すなわち「断捨離」とは、不要な物を「断ち」「捨て」、物への執着から「離れる」ことにより、「もったいない」という固定観念に凝り固まってしまった心を開放し、身軽で快適な生活と人生を手に入れようとする思想である。ヨーガの行法が元になっているため、単なる片付けとは異なるものとされている。
とある。「勿體ない」を世界に発信した日本人とは逆の精神が關係してゐるらしい。
テレビも雜誌も、「捨てよ」「減らせ」と唱へてゐたが――端から私はその波に乘る氣がなかつた。
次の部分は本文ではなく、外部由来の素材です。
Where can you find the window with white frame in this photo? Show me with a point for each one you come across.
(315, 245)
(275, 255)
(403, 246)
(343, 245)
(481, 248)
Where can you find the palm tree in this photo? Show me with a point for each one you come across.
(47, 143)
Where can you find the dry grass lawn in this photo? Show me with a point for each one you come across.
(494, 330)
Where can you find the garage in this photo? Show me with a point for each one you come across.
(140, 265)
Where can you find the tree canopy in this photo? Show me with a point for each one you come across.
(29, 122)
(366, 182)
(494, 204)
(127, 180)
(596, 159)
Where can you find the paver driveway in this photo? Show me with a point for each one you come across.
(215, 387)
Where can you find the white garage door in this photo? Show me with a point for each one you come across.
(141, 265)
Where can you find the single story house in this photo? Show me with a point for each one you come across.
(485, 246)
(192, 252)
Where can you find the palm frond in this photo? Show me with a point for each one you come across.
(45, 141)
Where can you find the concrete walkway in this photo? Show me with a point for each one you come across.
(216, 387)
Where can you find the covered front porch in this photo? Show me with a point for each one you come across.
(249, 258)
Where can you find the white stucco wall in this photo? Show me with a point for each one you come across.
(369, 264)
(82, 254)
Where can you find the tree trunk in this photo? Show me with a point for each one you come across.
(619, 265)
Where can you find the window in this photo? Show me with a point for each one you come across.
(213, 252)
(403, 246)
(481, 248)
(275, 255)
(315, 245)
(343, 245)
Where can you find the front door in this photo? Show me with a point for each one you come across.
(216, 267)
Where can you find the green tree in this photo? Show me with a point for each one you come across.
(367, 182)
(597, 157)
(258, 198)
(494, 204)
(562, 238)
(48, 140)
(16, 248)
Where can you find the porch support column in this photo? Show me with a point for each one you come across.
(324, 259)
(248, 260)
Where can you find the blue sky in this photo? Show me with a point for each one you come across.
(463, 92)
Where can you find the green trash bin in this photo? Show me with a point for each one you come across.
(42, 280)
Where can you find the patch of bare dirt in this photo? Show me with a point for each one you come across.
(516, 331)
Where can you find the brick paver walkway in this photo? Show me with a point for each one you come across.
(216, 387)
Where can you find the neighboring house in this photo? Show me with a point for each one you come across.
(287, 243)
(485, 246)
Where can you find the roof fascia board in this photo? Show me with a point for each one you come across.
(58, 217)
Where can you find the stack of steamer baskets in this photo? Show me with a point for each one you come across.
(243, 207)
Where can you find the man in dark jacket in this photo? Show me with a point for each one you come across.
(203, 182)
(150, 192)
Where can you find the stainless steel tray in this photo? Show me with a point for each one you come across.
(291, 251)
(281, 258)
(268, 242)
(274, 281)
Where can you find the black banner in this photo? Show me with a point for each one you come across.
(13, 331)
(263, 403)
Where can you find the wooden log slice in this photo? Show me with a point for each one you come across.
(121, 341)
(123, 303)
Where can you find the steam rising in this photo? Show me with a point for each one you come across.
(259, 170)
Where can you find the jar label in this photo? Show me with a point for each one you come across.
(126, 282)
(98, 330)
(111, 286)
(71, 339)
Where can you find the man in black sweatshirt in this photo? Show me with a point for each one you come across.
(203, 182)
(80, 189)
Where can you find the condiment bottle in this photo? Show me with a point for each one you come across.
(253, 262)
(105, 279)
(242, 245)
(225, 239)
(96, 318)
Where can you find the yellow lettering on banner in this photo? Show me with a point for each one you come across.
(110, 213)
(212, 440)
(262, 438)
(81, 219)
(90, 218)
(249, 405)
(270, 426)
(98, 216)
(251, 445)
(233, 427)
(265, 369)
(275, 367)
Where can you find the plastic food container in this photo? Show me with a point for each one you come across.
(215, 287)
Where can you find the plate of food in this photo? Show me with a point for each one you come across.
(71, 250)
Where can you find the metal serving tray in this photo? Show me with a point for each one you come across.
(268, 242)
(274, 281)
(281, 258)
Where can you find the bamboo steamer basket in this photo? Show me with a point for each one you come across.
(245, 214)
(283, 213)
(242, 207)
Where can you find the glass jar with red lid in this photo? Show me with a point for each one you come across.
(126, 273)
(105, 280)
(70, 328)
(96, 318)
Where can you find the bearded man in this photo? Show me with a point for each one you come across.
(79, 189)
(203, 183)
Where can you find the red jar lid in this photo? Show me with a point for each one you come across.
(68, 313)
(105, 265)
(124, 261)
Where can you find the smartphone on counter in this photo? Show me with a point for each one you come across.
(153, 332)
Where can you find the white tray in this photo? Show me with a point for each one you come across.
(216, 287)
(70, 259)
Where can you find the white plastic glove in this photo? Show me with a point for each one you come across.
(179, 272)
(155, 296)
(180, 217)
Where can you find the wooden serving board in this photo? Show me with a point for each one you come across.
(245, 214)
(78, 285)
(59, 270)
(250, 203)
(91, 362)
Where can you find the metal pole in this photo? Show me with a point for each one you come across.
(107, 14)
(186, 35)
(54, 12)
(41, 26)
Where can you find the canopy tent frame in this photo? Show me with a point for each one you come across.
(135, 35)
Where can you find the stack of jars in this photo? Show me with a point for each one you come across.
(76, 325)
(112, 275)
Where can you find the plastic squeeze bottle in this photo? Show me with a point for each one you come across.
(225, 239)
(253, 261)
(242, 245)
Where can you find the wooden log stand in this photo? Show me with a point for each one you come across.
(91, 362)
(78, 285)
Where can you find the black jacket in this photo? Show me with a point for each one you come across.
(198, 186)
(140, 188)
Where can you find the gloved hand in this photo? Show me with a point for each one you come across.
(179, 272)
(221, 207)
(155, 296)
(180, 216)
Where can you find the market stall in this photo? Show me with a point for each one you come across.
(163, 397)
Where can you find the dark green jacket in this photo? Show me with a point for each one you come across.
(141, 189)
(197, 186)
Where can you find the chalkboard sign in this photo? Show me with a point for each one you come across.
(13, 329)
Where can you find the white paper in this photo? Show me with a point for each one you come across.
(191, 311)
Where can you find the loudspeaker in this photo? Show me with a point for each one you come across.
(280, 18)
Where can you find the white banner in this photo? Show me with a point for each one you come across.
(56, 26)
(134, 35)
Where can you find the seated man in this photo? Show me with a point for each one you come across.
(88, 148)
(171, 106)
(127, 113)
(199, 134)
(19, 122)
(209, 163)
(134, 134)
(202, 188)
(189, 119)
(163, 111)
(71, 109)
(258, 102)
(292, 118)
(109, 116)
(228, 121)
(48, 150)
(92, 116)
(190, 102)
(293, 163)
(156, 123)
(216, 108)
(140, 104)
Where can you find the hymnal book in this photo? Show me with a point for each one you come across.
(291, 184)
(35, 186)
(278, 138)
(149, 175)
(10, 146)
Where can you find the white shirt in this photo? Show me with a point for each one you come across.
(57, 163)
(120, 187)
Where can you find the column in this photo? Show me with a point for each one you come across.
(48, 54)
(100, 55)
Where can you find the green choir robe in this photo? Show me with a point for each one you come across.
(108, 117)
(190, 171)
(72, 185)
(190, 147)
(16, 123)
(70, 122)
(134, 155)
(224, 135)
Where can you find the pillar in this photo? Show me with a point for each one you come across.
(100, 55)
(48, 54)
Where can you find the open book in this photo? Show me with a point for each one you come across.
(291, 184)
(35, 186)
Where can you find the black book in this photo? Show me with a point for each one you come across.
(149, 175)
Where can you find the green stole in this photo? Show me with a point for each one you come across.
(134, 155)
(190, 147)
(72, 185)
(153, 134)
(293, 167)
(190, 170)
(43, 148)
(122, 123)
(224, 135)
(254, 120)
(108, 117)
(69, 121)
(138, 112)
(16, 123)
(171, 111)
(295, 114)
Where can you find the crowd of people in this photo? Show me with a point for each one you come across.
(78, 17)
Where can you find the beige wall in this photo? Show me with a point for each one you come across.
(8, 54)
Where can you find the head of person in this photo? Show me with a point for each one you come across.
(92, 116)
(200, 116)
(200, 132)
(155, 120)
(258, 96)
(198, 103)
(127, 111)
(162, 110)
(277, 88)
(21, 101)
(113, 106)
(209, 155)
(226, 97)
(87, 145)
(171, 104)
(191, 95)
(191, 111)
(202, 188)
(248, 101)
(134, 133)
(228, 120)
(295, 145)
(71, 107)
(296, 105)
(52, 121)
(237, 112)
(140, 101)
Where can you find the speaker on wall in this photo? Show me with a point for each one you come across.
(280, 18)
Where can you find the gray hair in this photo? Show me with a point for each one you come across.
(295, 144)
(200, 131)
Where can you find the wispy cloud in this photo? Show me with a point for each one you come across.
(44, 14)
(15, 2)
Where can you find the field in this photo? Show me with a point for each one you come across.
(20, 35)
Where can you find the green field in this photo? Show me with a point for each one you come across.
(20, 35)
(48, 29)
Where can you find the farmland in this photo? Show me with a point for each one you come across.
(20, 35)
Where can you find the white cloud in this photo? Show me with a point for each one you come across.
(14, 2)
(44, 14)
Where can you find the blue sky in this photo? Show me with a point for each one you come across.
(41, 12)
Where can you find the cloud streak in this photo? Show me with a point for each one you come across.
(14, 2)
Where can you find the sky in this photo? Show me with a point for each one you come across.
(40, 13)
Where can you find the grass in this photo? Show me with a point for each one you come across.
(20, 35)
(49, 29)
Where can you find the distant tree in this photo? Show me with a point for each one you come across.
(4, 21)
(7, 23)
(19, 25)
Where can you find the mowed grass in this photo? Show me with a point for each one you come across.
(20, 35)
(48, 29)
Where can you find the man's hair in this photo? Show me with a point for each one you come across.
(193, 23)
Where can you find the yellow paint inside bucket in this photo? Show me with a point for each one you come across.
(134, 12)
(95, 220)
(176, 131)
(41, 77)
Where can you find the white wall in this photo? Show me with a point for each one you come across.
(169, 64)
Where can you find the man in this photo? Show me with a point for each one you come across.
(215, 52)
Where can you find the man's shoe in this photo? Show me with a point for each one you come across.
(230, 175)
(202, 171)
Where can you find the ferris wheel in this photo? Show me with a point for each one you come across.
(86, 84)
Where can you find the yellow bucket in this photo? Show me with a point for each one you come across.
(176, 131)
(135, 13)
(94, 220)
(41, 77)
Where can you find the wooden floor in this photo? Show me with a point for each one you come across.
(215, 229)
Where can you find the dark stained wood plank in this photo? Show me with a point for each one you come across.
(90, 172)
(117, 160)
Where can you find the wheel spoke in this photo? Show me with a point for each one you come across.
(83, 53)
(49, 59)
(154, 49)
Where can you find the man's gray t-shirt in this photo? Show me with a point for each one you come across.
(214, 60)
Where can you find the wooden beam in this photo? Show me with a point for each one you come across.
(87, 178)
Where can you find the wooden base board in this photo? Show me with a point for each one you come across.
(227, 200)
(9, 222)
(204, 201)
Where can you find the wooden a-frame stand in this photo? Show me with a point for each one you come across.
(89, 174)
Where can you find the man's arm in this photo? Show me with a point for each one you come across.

床に積まれた舊い雜誌の山も、読みかけの本も、まだ手を付けてゐない本も、一切手放す氣にはなれなかつたのである。
例へば舊い雜誌は、情報としてすぐに陳腐化するものである。今現在、Webブラウザを開いて知りたい事を檢索すれば、あつといふ間に最新のトレンドを知ることが出來る。しかし、舊い雜誌のその頁を捲るたびに、掲載された當時の空氣や、見たことのある広告の竝びに、「その頃の自分」がふと現れることがある。
つまり、私にとつては雜誌は、ただの「記事」ではなく「時代の切り拔き」なのだ。
しかしながら、私の12疊の部屋は雜誌や専門書でいつぱいの状況である。捨てればいいではないかと人は云ふだらう。使用可能な床面積が増えるたびに、確かにちよつとだけ嬉しい。だが、同時に何かを失つたやうな氣持ちにもなる。
捨てることで得られるのは「空間」で、本を殘しておくことで得られるのは「空氣」だ。
結局のところ、私は“床面積”ではなく“感情の沈殿”や“舊い知識の牢屋”の上に暮らしてゐるのかもしれない。それでも、本に埋もれたこの部屋が大好きでたまらないのであるから、まあ、それでいいではないか。